Panda, Mitch and Quincey’s cat, took a different kind of interest in our visitor, but we discouraged too much curiosity, which, of course, can kill.

Does anyone know what type of bird this is?
© 2022 Latitude 38 Media LLC / Tim Henry

We were all a little concerned at Chirpy’s audaciousness, and were relieved when, after making a few aerial laps around the boat and landing again, he seemed to depart for good. In the months after the trip, we would hear several stories about birds befriending boats transiting the California coast, with crews surprised and delighted at the forwardness of the winged visitors. Most of these boats probably didn’t have cats, though.

Less than 24 hours later, as we were waking up at anchor in Morro Bay, I heard Panda Cat bouncing around. Looking down at the cabin sole, I saw an ominous trail of feathers, and the lifeless body of Chirpy.

Lesson learned: Had any of us known how this would end, we would have (obviously) shooed Chirpy away immediately, but we were thoroughly charmed by him and didn’t know that we needed to protect him from his own sociability. (On a calm morning in Cuyler Harbor, a small seal swam up to Brian, who was sitting on a SUP, and hung out for a while. We, as sailors, cherish these kinds of encounters — it’s why we go sailing. We wondered if we could feed the little seal something, when Quincey said, “Remember what happened the last time we fed wildlife?”)

Another social butterfly instantly melted our hearts.
© 2022 Latitude 38 Media LLC / Tim Henry

Change of Plans, Part 2

The 25 knots famous for blowing 24/7 on San Miguel arrived in the middle of a moonlit night, and I awoke to news that we were dragging anchor and headed for a reef.

In an instant, we felt the “remoteness” of San Miguel, and the stakes were suddenly much higher.

The windlass would spin and stop, spin and stop. We had a handle to crank the winch manually, but it was prohibitively slow. Brian pulled the anchor chain by hand, while I fed the excess chain into the anchor locker.
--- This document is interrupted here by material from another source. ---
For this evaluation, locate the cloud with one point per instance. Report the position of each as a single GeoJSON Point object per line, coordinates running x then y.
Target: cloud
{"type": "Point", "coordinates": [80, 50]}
It was sketchy. (I think there was some consideration of abandoning the anchor and chain.) The wind howled, and Esprit bobbed on the short, moonlit chop. It felt as if we could see ourselves moving against the island. We kept trying the windlass, and it would work in tiny bursts, before it finally spun for long moments and gathered some 50 feet of chain.

Before we knew it, we were free, bound for Santa Barbara.

We had good wind on the beam, and went from stuck to gloriously free and broad-reaching in an almost imperceptible interval. The waxing gibbous moon set behind us as we headed for the dim lights of the mainland, behind which the sun rose a few hours later. Streaks of phosphorescence torpedoed toward the boat, then swam with us, and we took turns at the bow watching dolphins (or porpoise?) watching us from just beneath the water.

In my 30 years at sea, it was one of my favorite moments.

4 Comments

  1. Dennis Deisinger 1 year ago

    So, want to go to San Miguel. Nice write up. Always 25kts when I have sailed past. Some day.
    Dennis

  2. Rudy Salazar, Lompoc, CA, formerly of Sausalito, Hooligan and US101 1 year ago

    Having been an aircrewman at Pt Mugu in the late 70s, I became very familiar with the Channel Islands due to low level aero tours while on hold during range clearance operations. San Miguel was often under FBI surveilance because of smugglers using the island as a remote landing destination. Am really happy that the offshore realm is now a park and marine sanctuary, trually the best use imaginable. Good article.

  3. Jean Ouellette 1 year ago

    A birder amigo identifies the bird as a pine siskin, noting particularly the slender bill. A seed eater, as you described. The Cornell Laboratory of Ornithology notes that the species is widespread across North America, including most of the US, a good chunk of southern Canada, and much of central to eastern Mexico. They do gad about somewhat, including, obviously, offshore.

  4. Christine Weaver 1 year ago

    Stephen Buckingham of San Francisco comments: “If there are interested parties, the campground with lean-to’s pictured in ‘Lectronic Latitude is on Santa Rosa Island. I love that place, spent 10 days there. Hope to go back in the RoG [River of Grass].”